Quel est le meilleur moment pour prendre de la créatine ?

La constance quotidienne compte bien plus que l'horloge, avec une légère préférence pour la prise après l'entraînement. Antonio et Ciccone (2013) ont donné à 19 bodybuilders amateurs 5 grammes de créatine monohydrate soit avant soit après leurs séances pendant quatre semaines et ont trouvé des gains modestement meilleurs en masse maigre et en force au développé couché dans le groupe post-entraînement. Une revue de 2021 dans Nutrients a conclu que le signal post-exercice est réel mais que des limites méthodologiques empêchent une recommandation ferme. La créatine agit en saturant les réserves musculaires sur plusieurs jours, donc la dose que vous prenez réellement l'emporte sur celle parfaitement chronométrée que vous sautez.

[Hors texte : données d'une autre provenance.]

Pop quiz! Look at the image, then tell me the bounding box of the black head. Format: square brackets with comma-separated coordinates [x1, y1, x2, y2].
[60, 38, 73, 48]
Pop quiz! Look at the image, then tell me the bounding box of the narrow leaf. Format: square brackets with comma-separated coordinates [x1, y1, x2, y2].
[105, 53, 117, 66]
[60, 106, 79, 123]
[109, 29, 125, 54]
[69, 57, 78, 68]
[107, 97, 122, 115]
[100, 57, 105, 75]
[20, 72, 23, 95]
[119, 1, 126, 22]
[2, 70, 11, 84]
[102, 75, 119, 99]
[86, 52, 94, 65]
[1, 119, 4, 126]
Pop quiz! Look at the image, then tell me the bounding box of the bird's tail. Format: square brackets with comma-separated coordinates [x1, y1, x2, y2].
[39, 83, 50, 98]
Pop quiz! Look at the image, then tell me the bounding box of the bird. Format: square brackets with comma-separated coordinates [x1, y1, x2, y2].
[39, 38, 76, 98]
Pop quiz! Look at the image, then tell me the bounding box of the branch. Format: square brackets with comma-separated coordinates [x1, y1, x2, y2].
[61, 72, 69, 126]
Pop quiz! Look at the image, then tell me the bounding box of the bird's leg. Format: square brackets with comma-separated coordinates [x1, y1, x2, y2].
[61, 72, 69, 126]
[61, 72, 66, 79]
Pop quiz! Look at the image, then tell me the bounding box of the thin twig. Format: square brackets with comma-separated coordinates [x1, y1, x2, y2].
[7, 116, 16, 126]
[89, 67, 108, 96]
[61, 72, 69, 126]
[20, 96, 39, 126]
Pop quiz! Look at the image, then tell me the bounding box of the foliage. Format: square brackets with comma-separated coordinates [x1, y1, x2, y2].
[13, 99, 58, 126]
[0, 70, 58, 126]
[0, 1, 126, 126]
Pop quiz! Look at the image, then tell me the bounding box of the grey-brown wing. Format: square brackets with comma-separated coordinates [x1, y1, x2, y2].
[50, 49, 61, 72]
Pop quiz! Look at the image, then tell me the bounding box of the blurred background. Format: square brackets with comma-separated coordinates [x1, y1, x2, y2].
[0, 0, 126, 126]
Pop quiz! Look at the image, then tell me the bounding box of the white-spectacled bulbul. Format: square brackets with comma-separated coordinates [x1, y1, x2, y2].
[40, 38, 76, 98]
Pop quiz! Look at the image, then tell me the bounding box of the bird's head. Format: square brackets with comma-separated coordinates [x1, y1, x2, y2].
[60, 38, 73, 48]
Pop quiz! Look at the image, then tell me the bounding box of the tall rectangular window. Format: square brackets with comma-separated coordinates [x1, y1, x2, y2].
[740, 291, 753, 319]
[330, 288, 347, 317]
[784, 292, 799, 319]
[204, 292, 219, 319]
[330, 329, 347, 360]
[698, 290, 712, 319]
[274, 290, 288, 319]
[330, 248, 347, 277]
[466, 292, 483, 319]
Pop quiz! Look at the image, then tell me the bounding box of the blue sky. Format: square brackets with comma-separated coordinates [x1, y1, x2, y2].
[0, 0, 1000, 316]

Quel est le meilleur moment pour manger des protéines autour d'un entraînement ?

N'importe où dans une fenêtre de quelques heures de part et d'autre, à condition que votre total quotidien soit adéquat. Schoenfeld, Aragon et Krieger (2013) ont mené une méta-régression sur la littérature du moment des protéines et ont trouvé que le bénéfice apparent du moment disparaissait une fois l'apport total quotidien en protéines contrôlé : les groupes de moments différents mangeaient simplement plus de protéines. Une méta-analyse de 2025 dans Nutrients est arrivée à une conclusion similaire pour la masse maigre, avec un signal faible et incohérent pour les protéines avant l'entraînement et la force du bas du corps. Atteignez environ 1,6 gramme de protéines par kilogramme de poids corporel par jour répartis sur trois ou quatre repas et la question du moment se dissout en grande partie.